La carrera de Medicina resultó absorbente. El primer contacto con Anatomía resultó inolvidable. Agnès era de las pocas mujeres que iba a ese curso y tuvo mucho miedo la primera vez que entró en la sala de disecciones, donde se daría la primera clase de esa temida disciplina. En medio de la sala había una mesa y, sobre ella, se hallaba extendido el cadáver de un hombre desnudo. Los alumnos rodearon la mesa con un silencio respetuoso, fascinados ante la visión del muerto, y sólo el profesor parecía relajado, tal vez incluso algo divertido, sabía bien cómo fantaseaban los alumnos acerca de las siniestras experiencias de aquella cátedra, sobre todo antes de conocerla de verdad. El profesor Bridoux tenía fama en la Sorbona, entre los estudiantes de Medicina, por sus extravagancias con los cadáveres. Al contrario de la mayoría de los profesores de Anatomía, que disponían de cirujanos para las clases de disección, a Bridoux le gustaba cortar él mismo los cuerpos y poner al descubierto sus entrañas. Agnès conocía su legendaria fama de hombre morboso, una reputación entre los estudiantes que, en rigor, le aseguraba una clientela fiel; al fin y al cabo, el responsable de la cátedra de Anatomía era generalmente considerado, por su rareza, el personaje más fascinante de la facultad.

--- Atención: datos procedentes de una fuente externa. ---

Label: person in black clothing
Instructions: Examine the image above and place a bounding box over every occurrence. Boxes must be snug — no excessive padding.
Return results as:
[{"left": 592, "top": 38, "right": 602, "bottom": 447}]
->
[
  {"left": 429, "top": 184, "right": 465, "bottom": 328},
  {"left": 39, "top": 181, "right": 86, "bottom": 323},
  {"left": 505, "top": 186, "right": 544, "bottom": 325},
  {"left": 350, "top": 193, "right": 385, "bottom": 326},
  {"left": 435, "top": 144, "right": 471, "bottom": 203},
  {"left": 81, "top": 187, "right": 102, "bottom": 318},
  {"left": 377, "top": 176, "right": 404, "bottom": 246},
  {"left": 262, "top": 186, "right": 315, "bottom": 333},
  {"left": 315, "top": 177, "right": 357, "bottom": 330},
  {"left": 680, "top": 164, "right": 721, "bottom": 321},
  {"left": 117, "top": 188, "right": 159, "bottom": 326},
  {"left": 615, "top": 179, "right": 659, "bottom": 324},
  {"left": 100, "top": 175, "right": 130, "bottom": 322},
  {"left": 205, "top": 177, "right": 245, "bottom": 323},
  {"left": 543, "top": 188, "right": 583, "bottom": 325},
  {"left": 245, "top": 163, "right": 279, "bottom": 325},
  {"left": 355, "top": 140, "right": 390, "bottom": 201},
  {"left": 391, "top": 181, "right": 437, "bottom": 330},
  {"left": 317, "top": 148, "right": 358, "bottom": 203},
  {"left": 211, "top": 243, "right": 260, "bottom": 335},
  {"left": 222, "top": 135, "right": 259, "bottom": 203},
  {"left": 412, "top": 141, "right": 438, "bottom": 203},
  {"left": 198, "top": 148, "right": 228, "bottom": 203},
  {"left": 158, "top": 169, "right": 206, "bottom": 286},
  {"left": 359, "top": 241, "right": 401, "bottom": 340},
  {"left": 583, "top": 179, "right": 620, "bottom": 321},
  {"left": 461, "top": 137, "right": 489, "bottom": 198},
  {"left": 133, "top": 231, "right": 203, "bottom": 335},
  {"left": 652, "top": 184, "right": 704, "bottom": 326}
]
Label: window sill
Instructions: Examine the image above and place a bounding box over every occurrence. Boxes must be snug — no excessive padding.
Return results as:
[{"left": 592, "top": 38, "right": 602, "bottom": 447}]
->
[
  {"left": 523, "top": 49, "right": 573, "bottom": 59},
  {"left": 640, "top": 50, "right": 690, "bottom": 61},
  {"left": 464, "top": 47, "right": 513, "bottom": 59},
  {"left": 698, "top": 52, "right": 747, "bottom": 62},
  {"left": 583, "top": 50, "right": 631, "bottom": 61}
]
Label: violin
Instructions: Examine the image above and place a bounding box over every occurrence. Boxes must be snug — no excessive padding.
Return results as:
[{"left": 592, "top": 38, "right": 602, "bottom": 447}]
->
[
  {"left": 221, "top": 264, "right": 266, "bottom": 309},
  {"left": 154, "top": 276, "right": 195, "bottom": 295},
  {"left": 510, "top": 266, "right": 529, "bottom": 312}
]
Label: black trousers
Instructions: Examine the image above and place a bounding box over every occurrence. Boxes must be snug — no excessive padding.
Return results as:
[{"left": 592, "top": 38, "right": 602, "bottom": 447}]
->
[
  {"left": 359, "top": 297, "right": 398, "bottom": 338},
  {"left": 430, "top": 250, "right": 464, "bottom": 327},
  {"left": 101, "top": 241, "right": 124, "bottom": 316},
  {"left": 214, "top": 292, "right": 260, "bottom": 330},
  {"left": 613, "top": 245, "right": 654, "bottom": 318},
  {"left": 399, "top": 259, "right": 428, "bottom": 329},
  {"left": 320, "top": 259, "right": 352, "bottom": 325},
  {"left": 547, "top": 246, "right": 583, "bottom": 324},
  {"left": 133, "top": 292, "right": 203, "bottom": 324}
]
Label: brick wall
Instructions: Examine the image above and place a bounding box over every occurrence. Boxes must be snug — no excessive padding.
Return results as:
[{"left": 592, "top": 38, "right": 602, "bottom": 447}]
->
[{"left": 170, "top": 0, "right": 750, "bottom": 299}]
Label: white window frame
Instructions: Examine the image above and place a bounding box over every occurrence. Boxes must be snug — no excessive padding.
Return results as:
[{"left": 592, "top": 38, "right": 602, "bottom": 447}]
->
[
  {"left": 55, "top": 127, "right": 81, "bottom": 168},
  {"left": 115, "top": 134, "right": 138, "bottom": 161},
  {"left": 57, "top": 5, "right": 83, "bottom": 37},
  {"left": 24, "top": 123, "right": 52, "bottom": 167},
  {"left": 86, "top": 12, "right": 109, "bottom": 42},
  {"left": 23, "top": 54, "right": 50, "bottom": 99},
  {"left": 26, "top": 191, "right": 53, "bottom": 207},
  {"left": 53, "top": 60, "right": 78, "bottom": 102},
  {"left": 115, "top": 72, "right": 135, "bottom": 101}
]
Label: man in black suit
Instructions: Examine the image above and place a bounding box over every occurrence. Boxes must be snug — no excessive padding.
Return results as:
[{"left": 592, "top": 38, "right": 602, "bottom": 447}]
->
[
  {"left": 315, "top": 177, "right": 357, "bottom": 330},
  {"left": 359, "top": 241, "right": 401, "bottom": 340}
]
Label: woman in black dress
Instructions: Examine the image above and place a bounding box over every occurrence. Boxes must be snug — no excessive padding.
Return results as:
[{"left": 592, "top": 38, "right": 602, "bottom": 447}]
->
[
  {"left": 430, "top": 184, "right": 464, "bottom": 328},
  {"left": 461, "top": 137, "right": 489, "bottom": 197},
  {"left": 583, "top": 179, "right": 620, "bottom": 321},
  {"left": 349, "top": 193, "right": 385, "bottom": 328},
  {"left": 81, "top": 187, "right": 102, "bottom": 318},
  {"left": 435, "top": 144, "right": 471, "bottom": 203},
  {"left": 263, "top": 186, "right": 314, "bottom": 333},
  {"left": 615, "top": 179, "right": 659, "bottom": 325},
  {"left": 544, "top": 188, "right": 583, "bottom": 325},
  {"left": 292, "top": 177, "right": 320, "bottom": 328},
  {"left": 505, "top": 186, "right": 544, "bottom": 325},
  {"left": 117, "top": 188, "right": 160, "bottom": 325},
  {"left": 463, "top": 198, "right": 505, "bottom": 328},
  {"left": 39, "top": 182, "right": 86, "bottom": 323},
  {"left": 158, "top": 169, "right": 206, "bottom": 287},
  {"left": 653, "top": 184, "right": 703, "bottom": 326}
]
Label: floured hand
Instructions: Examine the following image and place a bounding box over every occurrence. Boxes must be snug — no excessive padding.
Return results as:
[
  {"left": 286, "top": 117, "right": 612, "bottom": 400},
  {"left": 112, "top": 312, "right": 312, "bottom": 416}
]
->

– Muy bien, señores -comenzó diciendo el profesor Bridoux mientras se frotaba las manos-. La palabra «anatomía» deriva del griego anatemnein, es decir, «cortar y abrir». -Levantó un dedo-. Van a iniciarse ahora en la disciplina más antigua de la Medicina y, si me permiten, vale la pena recordar aquí la importancia histórica de este trabajo. -Los estudiantes absorbían cada palabra, pendientes de la exposición de esta leyenda viva de la Facultad de Medicina-. Herófilo de Calcedonia y Erasístrato de Kos efectuaron las primeras autopsias trescientos años antes de Cristo, pero esta práctica se prohibió en el siglo ii por motivos religiosos. -Bridoux miró los rostros a su alrededor con expresión desafiante-. La religión, estimados alumnos, es la fuente del oscurantismo. Si ella los tienta, resistan. Si ella ya los ha tentado, desistan. La ciencia y la superstición no se llevan bien, créanme. Miren el ejemplo de esta noble disciplina nuestra, tan importante para el conocimiento del hombre. Pero, a pesar de su importancia, el oscurantismo religioso se impuso con tanta fuerza y duró tanto tiempo que hubo que esperar hasta el siglo xiv para que volviera a hacerse una autopsia en Europa. -Bridoux cogió un bisturí-. Durante todo ese tiempo, todo lo que la medicina sabía sobre la anatomía humana lo debía al trabajo del griego Galeno de Pérgamo, el médico de Marco Aurelio, que publicó un centenar de trabajos destinados, decía él, a traer luz a las tinieblas. Y no fue hasta el siglo xvi, señores, cuando alguien retomó los estudios de anatomía y fue más lejos que Galeno. -Miró a los estudiantes-. ¿Saben quién fue ese genio?